I'm running a nonlinear least squares using the minpack.lm package.
However, for each group in the data I would like optimize (minimize) fitting parameters like similar to Python's minimize function.
The minimize() function is a wrapper around Minimizer for running an optimization problem. It takes an objective function (the function that calculates the array to be minimized), a Parameters object, and several optional arguments.
The reason why I need this is that I want to optimize fitting function based on the obtained fitting parameters to find global fitting parameters that can fit both of the groups in the data.
Here is my current approach for fitting in groups,
df <- data.frame(y=c(replicate(2,c(rnorm(10,0.18,0.01), rnorm(10,0.17,0.01))),
c(replicate(2,c(rnorm(10,0.27,0.01), rnorm(10,0.26,0.01))))),
DVD=c(replicate(4,c(rnorm(10,60,2),rnorm(10,80,2)))),
gr = rep(seq(1,2),each=40),logic=rep(c(1,0),each=40))
the fitting equation of these groups is
fitt <- function(data) {
fit <- nlsLM(y~pi*label2*(DVD/2+U1)^2,
data=data,start=c(label2=1,U1=4),trace=T,control = nls.lm.control(maxiter=130))
}
library(minpack.lm)
library(plyr) # will help to fit in groups
fit <- dlply(df, c('gr'), .fun = fitt) #,"Die" only grouped by Waferr
> fit
$`1`
Nonlinear regression model
model: y ~ pi * label2 * (DVD/2 + U1)^2
data: data
label2 U1
2.005e-05 1.630e+03
$`2`
label2 U1
2.654 -35.104
I need to know are there any function that optimizes the sum-of-squares to get best fitting for both of the groups.
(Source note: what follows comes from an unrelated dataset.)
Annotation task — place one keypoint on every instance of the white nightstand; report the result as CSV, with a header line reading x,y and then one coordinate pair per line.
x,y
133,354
We may say that you already have the best fitting parameters as the residual sum-of-squares but I know that minimizer can do this but I haven't find any similar example we can do this in R.
ps. I made it up the numbers and fitting lines.
Not sure about r, but having least squares with shared parameters is usually simple to implement.
A simple python example looks like:
import matplotlib
matplotlib.use('Qt4Agg')
from matplotlib import pyplot as plt
from random import random
from scipy import optimize
import numpy as np
#just for my normal distributed errord
def boxmuller(x0,sigma):
u1=random()
u2=random()
ll=np.sqrt(-2*np.log(u1))
z0=ll*np.cos(2*np.pi*u2)
z1=ll*np.cos(2*np.pi*u2)
return sigma*z0+x0, sigma*z1+x0
#some non-linear function
def f0(x,a,b,c,s=0.05):
return a*np.sqrt(x**2+b**2)-np.log(c**2+x)+boxmuller(0,s)[0]
# residual function for least squares takes two data sets.
# not necessarily same length
# two of three parameters are common
def residuals(parameters,l1,l2,dataPoints):
a,b,c1,c2 = parameters
set1=dataPoints[:l1]
set2=dataPoints[-l2:]
distance1 = [(a*np.sqrt(x**2+b**2)-np.log(c1**2+x))-y for x,y in set1]
distance2 = [(a*np.sqrt(x**2+b**2)-np.log(c2**2+x))-y for x,y in set2]
res = distance1+distance2
return res
xList0=np.linspace(0,8,50)
#some xy data
xList1=np.linspace(0,7,25)
data1=np.array([f0(x,1.2,2.3,.33) for x in xList1])
#more xy data using different third parameter
xList2=np.linspace(0.1,7.5,28)
data2=np.array([f0(x,1.2,2.3,.77) for x in xList2])
alldata=np.array(zip(xList1,data1)+zip(xList2,data2))
# rough estimates
estimate = [1, 1, 1, .1]
#fitting; providing second length is actually redundant
bestFitValues, ier= optimize.leastsq(residuals, estimate,args=(len(data1),len(data2),alldata))
print bestFitValues
fig = plt.figure()
ax = fig.add_subplot(111)
ax.scatter(xList1, data1)
ax.scatter(xList2, data2)
ax.plot(xList0,[f0(x,bestFitValues[0],bestFitValues[1],bestFitValues[2] ,s=0) for x in xList0])
ax.plot(xList0,[f0(x,bestFitValues[0],bestFitValues[1],bestFitValues[3] ,s=0) for x in xList0])
plt.show()
#output
>> [ 1.19841984 2.31591587 0.34936418 0.7998094 ]
If required you can even make your minimization yourself. If your parameter space is sort of well behaved, i.e. approximately parabolic minimum, a simple Nelder Mead method is quite OK.